Legenda: Índices da Bolsa de Valores de Tóquio, também conhecido como Nikkei 255 / Acessado no site macrotrends.net​

Avançando para os anos 1980, o Japão vivenciava pela primeira vez, desde a Segunda Guerra, uma época de grande crescimento econômico. Esse período de prosperidade acarretou em uma melhora de vida significativa para a população nipônica, fazendo com que grande parte das famílias japonesas conseguisse levar um estilo de vida confortável. Como é comum em épocas de prosperidade econômica, o mercado do entretenimento viu uma alta significativa nos anos iniciais da década.

A melhoria no poder de compra da classe média japonesa aumentava a demanda por produtos de mídia, aumentando também o ritmo com que essas animações eram produzidas. O reflexo desse aumento se mostra claro ao analisarmos os números: durante a década de 1970, 49 filmes animados foram produzidos no Japão, contra 220 na década de 1980.

Com uma grande quantidade de dinheiro investida tanto na criação quanto no consumo de produtos midiáticos, o mercado japonês das animações atingiu um ápice que muitos viriam a chamar de “era de ouro das animações japonesas”, em que as animações, anteriormente voltadas, majoritariamente, ao público infantil, adotariam temáticas diversas, voltadas para públicos cada vez mais variados.

Foi nessa época que se popularizou o Seinen, estilo de mangá/anime voltado para adultos, e contendo histórias com temáticas mais obscuras e experimentais, geralmente, com enredos recheados de violência, conteúdos sexuais, e abordando temas como a morte, as guerras, e até mesmo o genocídio.

A frase “There was everything else, and then there was Akira” define bem a relação entre animação lançada em 1988, baseada no mangá homônimo, e o mercado das animações como o conhecemos hoje. Akira foi um divisor de águas que mudou para sempre como o ocidente olha para as animações japonesas. Em uma época em que as produções americanas da Disney dominavam o mercado mundial, Akira ascendeu e se provou um sucesso, acumulando uma bilheteria total de US$439,162 apenas em seu primeiro lançamento, de acordo com dados do site Box Office Mojo.
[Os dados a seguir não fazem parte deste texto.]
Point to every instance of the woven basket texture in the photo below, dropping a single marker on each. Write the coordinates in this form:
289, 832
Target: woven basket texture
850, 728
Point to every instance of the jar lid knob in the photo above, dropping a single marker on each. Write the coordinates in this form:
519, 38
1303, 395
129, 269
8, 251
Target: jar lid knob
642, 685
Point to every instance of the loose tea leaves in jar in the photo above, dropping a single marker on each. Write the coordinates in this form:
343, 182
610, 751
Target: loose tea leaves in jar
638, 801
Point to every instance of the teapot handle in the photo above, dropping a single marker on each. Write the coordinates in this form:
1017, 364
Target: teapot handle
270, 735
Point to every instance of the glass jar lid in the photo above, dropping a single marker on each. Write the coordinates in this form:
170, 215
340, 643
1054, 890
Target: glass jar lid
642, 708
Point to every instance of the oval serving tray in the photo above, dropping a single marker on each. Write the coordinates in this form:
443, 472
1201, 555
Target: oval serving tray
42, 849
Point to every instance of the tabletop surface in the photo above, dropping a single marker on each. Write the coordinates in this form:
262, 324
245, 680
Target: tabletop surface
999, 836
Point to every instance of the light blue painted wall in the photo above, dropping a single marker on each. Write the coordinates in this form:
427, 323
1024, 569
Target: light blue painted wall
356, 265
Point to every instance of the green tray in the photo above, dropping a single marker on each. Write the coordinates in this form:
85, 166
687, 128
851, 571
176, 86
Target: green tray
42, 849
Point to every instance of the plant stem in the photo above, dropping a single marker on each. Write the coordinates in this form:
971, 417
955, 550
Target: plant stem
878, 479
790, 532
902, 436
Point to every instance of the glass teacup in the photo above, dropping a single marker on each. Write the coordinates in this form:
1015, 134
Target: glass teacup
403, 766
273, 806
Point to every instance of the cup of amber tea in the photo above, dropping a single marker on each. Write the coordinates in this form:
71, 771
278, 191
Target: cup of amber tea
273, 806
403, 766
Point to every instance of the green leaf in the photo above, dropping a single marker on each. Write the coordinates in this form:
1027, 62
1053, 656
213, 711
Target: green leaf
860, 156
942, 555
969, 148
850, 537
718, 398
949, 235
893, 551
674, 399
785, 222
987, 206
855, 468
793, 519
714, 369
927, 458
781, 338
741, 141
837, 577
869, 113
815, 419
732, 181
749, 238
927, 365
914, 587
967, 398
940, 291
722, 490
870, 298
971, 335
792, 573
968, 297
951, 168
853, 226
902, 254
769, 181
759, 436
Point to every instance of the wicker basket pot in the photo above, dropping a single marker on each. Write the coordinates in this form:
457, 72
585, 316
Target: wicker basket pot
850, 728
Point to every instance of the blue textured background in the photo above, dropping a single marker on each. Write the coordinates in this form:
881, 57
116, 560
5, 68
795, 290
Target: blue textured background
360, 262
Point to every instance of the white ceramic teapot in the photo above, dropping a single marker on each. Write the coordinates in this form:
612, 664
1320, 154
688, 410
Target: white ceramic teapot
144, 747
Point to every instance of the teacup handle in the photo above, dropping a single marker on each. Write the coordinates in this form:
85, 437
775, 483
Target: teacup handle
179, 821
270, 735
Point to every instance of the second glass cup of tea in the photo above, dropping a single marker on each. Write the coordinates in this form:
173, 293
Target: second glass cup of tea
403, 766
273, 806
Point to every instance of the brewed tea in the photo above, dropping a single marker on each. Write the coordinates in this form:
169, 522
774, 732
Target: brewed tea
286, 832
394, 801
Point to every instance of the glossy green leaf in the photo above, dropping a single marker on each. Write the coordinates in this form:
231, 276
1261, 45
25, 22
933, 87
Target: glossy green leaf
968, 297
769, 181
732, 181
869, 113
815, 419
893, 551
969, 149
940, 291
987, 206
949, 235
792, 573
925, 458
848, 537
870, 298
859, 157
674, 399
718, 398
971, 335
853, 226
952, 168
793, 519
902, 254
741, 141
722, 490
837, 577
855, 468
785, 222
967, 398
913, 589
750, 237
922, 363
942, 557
Legenda: Acima, primeiro e segundo volumes dos mangás de Akira, edição brasileira publicada pela JBC. (Foto e coleção: Paulo Gustavo Naves Penna)

O filme foi produzido por uma junção de 7 conglomerados midiáticos, dentre eles a Bandai, e dispôs com um orçamento de quase 11 bilhões de yen, dez vezes maior que o de Kaze no Tani no Naushika (Nausicaä do Vale do Vento), lançado quatro anos antes e produzido pelo Studio Ghibli.

As técnicas de animação utilizadas em Akira eram muito superiores a quaisquer outras vistas nas produções japonesas até então, utilizando-se de 12 a 24 frames por segundo, o que garantia a fluidez da animação, e contribuia para que o nível de detalhamento presente em cada frame ultrapassasse o de qualquer produção japonesa anterior. Esse nível de detalhamento, apesar de importante para a construção de toda a narrativa, era especialmente importante nas cenas de destruição, que carregam grande parte da filosofia existencialista do filme.

Nos anos 1980 e 1990, a tecnologia era retratada na cultura pop americanas como uma força emancipatória, capaz de trazer liberdade à raça humana, e evitar catástrofes. Essa visão tecnófila não era adotada pelas histórias japonesas, que frequentemente tratavam dos problemas causado pela tecnologia, principalmente, quando utilizada para interesses humanos, como a guerra.

Essa diferença em perspectiva pode ser ligada à lembrança dos bombardeios de Hiroshima e Nagasaki. Esses acontecimentos foram retratados em inúmeras obras icônicas, como durante a primeira cena de Akira, em que uma explosão nuclear dizima toda a cidade de Tókio. O filme se passa 40 anos após a explosão, em 2019, na cidade de Neo-Tókio, construída sobre as ruínas da antiga capital japonesa.

Hotaru no Haka (Túmulo dos vagalumes), lançado no mesmo ano em que Akira, também utiliza da mesma temática para construir seu enredo: a destruição em massa e suas cicatrizes profundas na vida de um povo. Como mostra a sinopse do filme no My Anime List, um dos maiores sites voltados à cultura das animações japonesas no ocidente: “Túmulo dos Vagalumes narra a história de duas crianças, Seita e Setsuko, que se tornam órfãos após suas vidas serem viradas de cabeça para baixo por conta de um bombardeio em Kobe. O filme retrata alguns dos importantes eventos vividos pelo Japão durante a era da Segunda Guerra Mundial”.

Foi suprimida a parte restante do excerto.